In una indagine ordinaria, sulla base dell’informativa depositata la Procura avrebbe potuto già trarre alcune, seppur parziali conclusioni. Invece, la collaborazione tra i due uffici impone un percorso più lento e faticoso: condividere l’informativa, dare il tempo ai colleghi di studiarla e, quindi, valutare assieme a loro le successive attività da compiere. Un iter complesso, basato sul reciproco spirito di collaborazione. Un metodo che non può avere la speditezza che tutti noi desidereremmo. Ma è l’unico possibile. Qualunque fuga in avanti da parte nostra si trasformerebbe in un boomerang in grado di vanificare quanto fin qui con fatica costruito.

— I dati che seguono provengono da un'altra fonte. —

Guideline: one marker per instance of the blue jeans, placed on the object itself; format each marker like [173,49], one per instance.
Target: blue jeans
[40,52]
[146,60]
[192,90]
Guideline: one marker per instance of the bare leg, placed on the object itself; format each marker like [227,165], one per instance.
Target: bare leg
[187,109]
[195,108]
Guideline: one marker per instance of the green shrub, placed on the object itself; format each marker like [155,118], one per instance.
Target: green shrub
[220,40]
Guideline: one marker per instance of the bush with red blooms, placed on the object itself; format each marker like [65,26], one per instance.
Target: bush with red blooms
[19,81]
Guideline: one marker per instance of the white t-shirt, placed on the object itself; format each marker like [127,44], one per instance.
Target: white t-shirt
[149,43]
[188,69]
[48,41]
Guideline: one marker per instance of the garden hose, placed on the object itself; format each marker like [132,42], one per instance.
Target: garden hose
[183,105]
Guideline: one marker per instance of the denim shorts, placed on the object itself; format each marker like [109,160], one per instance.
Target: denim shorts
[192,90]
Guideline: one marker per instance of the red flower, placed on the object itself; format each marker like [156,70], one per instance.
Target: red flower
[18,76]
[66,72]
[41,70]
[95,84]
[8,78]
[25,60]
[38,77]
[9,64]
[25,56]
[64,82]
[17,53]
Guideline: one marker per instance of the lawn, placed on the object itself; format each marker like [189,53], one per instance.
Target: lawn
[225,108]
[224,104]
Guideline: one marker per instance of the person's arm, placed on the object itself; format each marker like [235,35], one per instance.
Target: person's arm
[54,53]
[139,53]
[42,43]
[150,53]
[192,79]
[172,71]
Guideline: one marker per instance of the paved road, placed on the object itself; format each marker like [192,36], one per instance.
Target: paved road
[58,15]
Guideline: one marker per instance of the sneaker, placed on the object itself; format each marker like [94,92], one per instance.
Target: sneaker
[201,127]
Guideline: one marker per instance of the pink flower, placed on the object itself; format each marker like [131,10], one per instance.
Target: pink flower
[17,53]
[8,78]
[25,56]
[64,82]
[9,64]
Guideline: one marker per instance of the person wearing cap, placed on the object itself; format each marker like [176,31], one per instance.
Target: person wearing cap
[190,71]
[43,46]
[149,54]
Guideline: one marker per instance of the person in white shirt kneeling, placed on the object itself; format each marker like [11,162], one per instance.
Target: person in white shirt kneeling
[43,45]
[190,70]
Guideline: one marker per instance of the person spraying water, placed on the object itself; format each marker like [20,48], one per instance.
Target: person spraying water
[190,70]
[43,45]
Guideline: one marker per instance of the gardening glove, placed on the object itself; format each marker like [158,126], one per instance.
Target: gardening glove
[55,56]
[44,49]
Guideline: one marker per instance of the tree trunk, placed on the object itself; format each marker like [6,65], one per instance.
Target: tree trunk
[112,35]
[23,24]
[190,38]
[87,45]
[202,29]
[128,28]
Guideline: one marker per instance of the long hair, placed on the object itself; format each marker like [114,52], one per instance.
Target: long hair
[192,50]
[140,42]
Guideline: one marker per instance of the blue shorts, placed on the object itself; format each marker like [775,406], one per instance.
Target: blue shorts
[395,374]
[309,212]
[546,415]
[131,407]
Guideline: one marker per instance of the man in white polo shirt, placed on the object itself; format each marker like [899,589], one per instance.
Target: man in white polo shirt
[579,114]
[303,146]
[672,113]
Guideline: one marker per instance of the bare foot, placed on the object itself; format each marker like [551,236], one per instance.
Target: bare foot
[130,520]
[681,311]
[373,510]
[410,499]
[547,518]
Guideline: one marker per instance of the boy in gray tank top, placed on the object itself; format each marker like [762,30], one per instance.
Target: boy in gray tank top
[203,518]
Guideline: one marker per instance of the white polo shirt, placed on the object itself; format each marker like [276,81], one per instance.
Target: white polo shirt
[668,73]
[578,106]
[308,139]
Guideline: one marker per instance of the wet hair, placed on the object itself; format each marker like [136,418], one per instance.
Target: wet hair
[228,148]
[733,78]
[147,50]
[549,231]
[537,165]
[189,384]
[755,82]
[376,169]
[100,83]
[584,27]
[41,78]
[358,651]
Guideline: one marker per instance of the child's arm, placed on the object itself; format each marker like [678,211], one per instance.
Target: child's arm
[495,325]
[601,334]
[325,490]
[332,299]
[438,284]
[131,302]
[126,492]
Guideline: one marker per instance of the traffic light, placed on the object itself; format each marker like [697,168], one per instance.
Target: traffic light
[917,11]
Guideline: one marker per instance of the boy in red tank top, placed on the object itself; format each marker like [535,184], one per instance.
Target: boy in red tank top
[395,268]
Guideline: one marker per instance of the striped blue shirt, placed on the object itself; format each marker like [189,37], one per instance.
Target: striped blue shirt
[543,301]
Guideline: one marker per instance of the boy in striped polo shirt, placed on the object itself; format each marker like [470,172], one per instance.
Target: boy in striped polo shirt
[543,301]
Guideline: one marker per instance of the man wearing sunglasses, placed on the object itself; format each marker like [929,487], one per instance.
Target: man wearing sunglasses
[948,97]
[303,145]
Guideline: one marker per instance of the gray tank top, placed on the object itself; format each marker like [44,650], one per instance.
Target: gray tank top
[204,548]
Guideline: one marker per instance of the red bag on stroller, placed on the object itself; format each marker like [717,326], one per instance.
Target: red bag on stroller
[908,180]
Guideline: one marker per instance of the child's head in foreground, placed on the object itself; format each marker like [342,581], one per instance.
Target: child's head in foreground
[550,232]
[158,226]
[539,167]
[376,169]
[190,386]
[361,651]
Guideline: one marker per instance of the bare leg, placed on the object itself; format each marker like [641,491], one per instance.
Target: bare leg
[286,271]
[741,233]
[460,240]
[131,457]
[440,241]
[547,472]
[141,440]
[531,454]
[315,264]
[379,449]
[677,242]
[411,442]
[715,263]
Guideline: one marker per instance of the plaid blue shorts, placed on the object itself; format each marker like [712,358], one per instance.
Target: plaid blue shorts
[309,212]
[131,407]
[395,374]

Pignatone poi rivendica i successi della procura, che ha contribuito a evitare che le indagini prendessero strade sbagliate, per esempio insistendo sull’inesistente attività di spionaggio di Regeni o sull’ipotesi che a compiere l’omicidio fossero stati criminali comuni. Nella sua lettera, Pignatone critica l’Università di Cambridge per le “contraddizioni” nelle versioni che sarebbero state fornite su quanto accaduto a Regeni, e ringrazia invece il procuratore Nabeel A. Sadek, che guida le indagini in Egitto. «Da parte nostra», conclude la sua lettera, «possiamo assicurare che proseguiremo con il massimo impegno nel fare tutto quanto sarà necessario e utile affinché siano assicurati alla giustizia i responsabili del sequestro, delle torture e dell’omicidio di Giulio».